No mercado de trabalho brasileiro, persiste um fosso entre homens e mulheres. A diferença salarial gira em torno de 20% em prol deles, e apenas 17% dos postos de comando são preenchidos por elas. Uma conhecida forma de combater esse nó, que tanto desestimula aquelas que têm ambição e reconhecem a dureza da trilha rumo ao topo, é dar transparência à folha salarial — algo que grandes empresas estrangeiras já fazem. Em julho, o governo Lula sancionou uma lei de equidade salarial que prevê multa ao patrão que a desrespeitar. A intenção é louvável, mas o problema está justamente na dificuldade de fiscalização, já que os números são muito bem guardados no universo corporativo. “Esse tipo de avanço tem muito mais a ver com uma transformação da própria sociedade do que com qualquer imposição legal”, pondera Lucena.

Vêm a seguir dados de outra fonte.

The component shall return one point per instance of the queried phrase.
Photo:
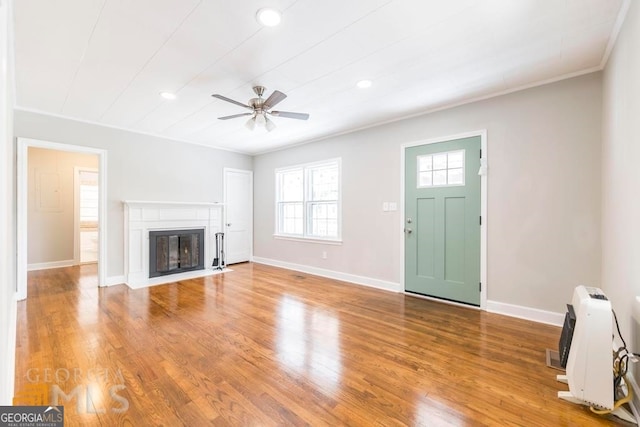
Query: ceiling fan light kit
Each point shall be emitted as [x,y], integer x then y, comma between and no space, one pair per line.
[260,108]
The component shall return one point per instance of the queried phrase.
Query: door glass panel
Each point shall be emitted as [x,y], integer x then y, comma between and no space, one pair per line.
[440,161]
[442,169]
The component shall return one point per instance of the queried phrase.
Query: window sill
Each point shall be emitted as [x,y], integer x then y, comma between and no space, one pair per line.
[308,239]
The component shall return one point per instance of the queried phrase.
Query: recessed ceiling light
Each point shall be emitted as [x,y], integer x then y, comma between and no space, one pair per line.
[168,95]
[269,17]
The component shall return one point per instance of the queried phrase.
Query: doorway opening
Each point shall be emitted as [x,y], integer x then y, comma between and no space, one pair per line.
[41,191]
[87,215]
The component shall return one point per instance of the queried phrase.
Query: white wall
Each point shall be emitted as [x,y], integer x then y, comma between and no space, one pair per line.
[51,226]
[7,211]
[139,167]
[543,201]
[621,175]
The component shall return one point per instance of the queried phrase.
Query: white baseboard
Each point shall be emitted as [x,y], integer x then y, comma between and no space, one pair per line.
[9,365]
[635,402]
[527,313]
[115,280]
[48,265]
[336,275]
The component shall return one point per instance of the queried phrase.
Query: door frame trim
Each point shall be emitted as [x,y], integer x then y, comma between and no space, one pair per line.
[224,198]
[23,145]
[483,205]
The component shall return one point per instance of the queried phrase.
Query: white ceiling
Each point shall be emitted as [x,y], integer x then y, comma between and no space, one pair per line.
[106,61]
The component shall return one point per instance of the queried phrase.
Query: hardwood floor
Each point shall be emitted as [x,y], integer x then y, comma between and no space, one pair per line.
[262,346]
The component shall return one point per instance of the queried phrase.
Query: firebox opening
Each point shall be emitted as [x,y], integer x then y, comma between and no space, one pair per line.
[175,251]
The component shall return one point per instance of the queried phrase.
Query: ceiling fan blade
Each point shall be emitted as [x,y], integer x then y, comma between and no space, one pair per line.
[290,115]
[234,116]
[224,98]
[273,99]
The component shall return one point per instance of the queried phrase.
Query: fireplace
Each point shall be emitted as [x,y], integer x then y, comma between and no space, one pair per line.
[175,251]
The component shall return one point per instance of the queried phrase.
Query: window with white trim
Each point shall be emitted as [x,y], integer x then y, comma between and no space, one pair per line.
[308,201]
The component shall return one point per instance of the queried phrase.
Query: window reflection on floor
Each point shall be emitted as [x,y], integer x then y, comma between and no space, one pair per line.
[308,342]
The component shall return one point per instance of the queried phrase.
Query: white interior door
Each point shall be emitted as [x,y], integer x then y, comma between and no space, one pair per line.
[238,200]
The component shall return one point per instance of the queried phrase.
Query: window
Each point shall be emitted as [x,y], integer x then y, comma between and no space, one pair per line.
[308,201]
[441,169]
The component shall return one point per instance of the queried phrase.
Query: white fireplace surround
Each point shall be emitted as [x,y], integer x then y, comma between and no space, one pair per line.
[140,217]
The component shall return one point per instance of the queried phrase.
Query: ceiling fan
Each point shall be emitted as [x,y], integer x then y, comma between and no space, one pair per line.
[260,108]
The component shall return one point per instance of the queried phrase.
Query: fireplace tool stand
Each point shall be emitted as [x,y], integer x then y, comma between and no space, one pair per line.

Um dado que emperra o aproveitamento do bônus demográfico que nos resta é o elevado desemprego e a baixa qualificação das jovens gerações — 20% se enquadram na tal categoria “nem nem” (não estuda nem trabalha). A imersão nas tarefas da casa e a gravidez são dois dos itens elencados por mulheres nessa faixa para se afastar dos livros e não apostar na carreira. “O investimento em educação voltado para esse grupo é vital para fazer a produtividade crescer”, ressalta o demógrafo Ricardo Ojima, da Universidade Federal do Rio Grande do Norte. Muito bem formada, a engenheira Stephany Gesser, 32 anos, encara oceanos — ela lidera uma equipe a bordo do navio onde passa metade do mês. “Foi desgastante o percurso até chegar a um cargo alto. Estou sempre tendo que provar minha competência”, desabafa ela, que quando está em terra firme, ao lado do marido, corre para botar tudo em dia. “São tantas obrigações que já tive sintomas de burnout”, conta a engenheira, que por nada desiste. Que ela e milhões de outras tenham condições para capitanear a guinada de que o Brasil precisa.